US Secretary of State Hillary Rodham Clinton said on Friday that Iran’s refusal to prove that its nuclear intentions are peaceful has “profound consequences” for world security.
Clinton said the US’ offer to engage with Iran remains on the table, but Tehran faces new penalties and greater isolation unless it complies with demands that it be forthcoming about its plans.
She also said time is running out for the country to show it is serious about addressing concerns about its nuclear program and that the matter would be a top priority at next week’s UN General Assembly session.
“Iran’s continued failure to live up to its obligations carries profound consequences for the security of the United States and our allies,” Clinton said in a speech at the Brookings Institution that previewed the administration’s agenda for the UN meeting.
“Our concern is not Iran’s right to develop peaceful nuclear energy, but its responsibility to demonstrate that its program is intended exclusively for peaceful purposes,” she said.
At the UN, Clinton will meet her counterparts from the other permanent members of the UN Security Council — Britain, China, France and Russia — along with Germany — to plot a way forward on Iran.
The six nations have offered Iran incentives to halt activities that could lead to development of atomic weapons.
“Our message will be clear: We are serious and we will soon see if the Iranians are serious,” Clinton said, adding that the US will work with its partners to keep pressure on Tehran.
Iran, which insists its nuclear program is peaceful, has yet to accept the package of incentives, despite warnings that its refusal to do so will lead to more UN sanctions. Iran is already under three sets of Security Council sanctions.
The meeting at the UN is set for Wednesday.
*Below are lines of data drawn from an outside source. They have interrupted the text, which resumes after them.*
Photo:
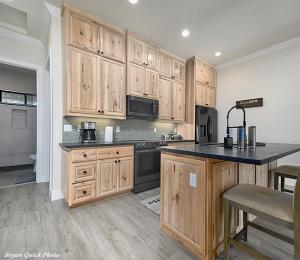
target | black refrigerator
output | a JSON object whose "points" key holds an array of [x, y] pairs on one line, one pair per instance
{"points": [[206, 125]]}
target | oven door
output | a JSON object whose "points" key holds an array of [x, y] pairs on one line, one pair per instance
{"points": [[147, 166], [141, 108]]}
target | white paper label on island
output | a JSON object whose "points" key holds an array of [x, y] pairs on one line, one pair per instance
{"points": [[193, 179]]}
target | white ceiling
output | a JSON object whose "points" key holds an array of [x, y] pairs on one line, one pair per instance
{"points": [[234, 27]]}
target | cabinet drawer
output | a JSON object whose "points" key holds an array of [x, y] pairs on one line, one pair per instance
{"points": [[83, 172], [113, 152], [84, 155], [84, 191]]}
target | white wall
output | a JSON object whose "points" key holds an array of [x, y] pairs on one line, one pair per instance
{"points": [[275, 77], [17, 80]]}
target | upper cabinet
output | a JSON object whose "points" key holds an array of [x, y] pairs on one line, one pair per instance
{"points": [[113, 44], [205, 74], [165, 64], [141, 53], [83, 81], [83, 32], [171, 67]]}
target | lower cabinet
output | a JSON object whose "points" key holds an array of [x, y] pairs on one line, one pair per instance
{"points": [[106, 172]]}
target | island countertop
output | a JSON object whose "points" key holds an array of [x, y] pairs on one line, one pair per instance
{"points": [[261, 155]]}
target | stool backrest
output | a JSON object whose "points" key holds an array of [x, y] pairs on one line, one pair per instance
{"points": [[297, 202]]}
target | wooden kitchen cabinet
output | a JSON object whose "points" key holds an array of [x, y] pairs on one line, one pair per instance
{"points": [[107, 177], [113, 88], [178, 102], [165, 64], [179, 70], [83, 32], [112, 44], [92, 174], [182, 204], [151, 84], [141, 53], [83, 82], [165, 98], [171, 100]]}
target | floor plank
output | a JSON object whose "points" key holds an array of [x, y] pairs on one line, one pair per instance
{"points": [[120, 228]]}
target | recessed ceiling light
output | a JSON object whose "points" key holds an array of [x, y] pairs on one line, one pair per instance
{"points": [[185, 33], [133, 1]]}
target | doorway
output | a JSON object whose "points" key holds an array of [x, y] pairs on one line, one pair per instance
{"points": [[18, 125]]}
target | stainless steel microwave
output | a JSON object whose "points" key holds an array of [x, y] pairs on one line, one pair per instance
{"points": [[137, 107]]}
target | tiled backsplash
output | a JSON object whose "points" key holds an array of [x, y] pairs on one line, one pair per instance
{"points": [[130, 129]]}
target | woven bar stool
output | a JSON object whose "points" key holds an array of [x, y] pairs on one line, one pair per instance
{"points": [[272, 205], [285, 171]]}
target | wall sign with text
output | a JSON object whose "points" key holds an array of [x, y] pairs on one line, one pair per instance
{"points": [[255, 102]]}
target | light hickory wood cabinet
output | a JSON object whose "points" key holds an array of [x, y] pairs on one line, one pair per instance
{"points": [[142, 82], [183, 205], [113, 88], [83, 82], [171, 100], [170, 66], [94, 174], [140, 52], [94, 57]]}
Shortly afterward, on Oct. 1, top diplomats from the six countries will meet Iran’s chief nuclear negotiator to gauge the country’s response.
The flurry of activity comes after the release of a new report from the UN nuclear watchdog that said Iran has still not addressed questions about the nature of its program and the revelation that experts at the International Atomic Energy Agency believe it has the ability to make a nuclear bomb and is working on developing a missile system to deliver it.
US officials have long made that claim, but it has not necessarily been shared by others, including China and Russia, which have balked at imposing new sanctions on Iran.
Even with the new nuclear findings, a fierce Iranian government crackdown on the opposition after elections and Iranian President Mahmoud Ahmadinejad’s latest questioning of the Holocaust and lashing out at Israel on Friday, Clinton said the administration offer of engagement still stood.